EDIT 2: Could I basically think of wind as constant gravity to the side?
 A: Wind is not an acceleration, but the drag due to the wind is a force applied to the body.  This results in an acceleration according to Newton's second law.  All the forces or accelerations need to be added as vectors to find the magnitude and direction of the total force or acceleration.
Let $\hat{y}$ be the upward direction and $\hat{x}$ be the rightward direction.

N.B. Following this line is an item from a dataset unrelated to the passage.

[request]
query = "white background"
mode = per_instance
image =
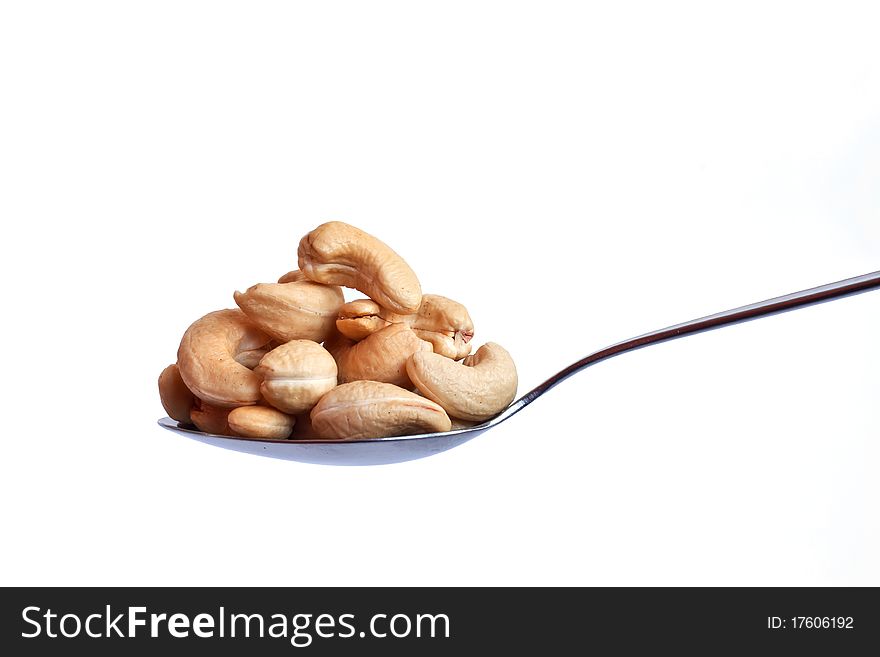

Then gravity is a downward acceleration $-g\,\hat{y}$ where $g=10\,m/s^2$.
The drag force on a body is $$\vec{F}_d=C_d A \frac{1}{2}\rho v^2\hat{v}$$ where $A$ is the relevant cross-sectional area, $\rho$ is the density of the air, $v$ is the velocity of the air relative to the body, and $\hat{v}$ is the unit vector in the direction of the relative wind (not necessarily the direction of the wind as seen from the ground).  $C_d$ is the drag coefficient, which is a unitless empirically determined fudge factor which is different for different shapes.  You could just set $C_d=1$ if this is a very rough simulation.
If your wind is blowing to the side with velocity $\vec{v}_{wind}=v_{wind} \hat{x}$, and your body is currently moving with velocity $\vec{v}_{body}=v_x\hat{x}+v_y\hat{y}$, then the relative velocity to use in the drag equation is $\vec{v}_{wind}-\vec{v}_{body}=(v_{wind}-v_x)\hat{x}-v_y\hat{y}$, the magnitude of the relative wind is $v=\sqrt{(v_{wind}-v_x)^2+v_y^2}$, the direction of the relative wind is $\hat{v}=\frac{v_{wind}-v_x}{v}\hat{x}-\frac{v_y}{v}\hat{y}$ and the drag is $\vec{F}_d=C_d A\frac{1}{2}\rho v^2\hat{v}=C_d A\frac{1}{2}\rho \sqrt{(v_{wind}-v_x)^2+v_y^2}((v_{wind}-v_x)\hat{x}-v_y\hat{y})$.
According to Newton's 2nd law, the total force is $\sum \vec{F}=m \vec{a}$.  The force due to the gravitational acceleration is $\vec{F}_g=-mg\hat{y}$.  So doing a vector summation of the gravitational and drag forces, we get $$\sum \vec{F}=\vec{F_g}+\vec{F_d}\\=C_d A\frac{1}{2}\rho \sqrt{(v_{wind}-v_x)^2+v_y^2}(v_{wind}-v_x)\hat{x}+(-mg-C_d A\frac{1}{2} \rho \sqrt{(v_{wind}-v_x)^2+v_y^2}v_y)\hat{y}$$  Then from Newton's 2nd law the total acceleration of the body is $$\vec{a}=C_d A\frac{1}{2}\frac{\rho}{m} \sqrt{(v_{wind}-v_x)^2+v_y^2}(v_{wind}-v_x)\hat{x}+(-g-C_d A\frac{1}{2}\frac{\rho}{m} \sqrt{(v_{wind}-v_x)^2+v_y^2}v_y)\hat{y}$$
Your simulator will then integrate this total acceleration.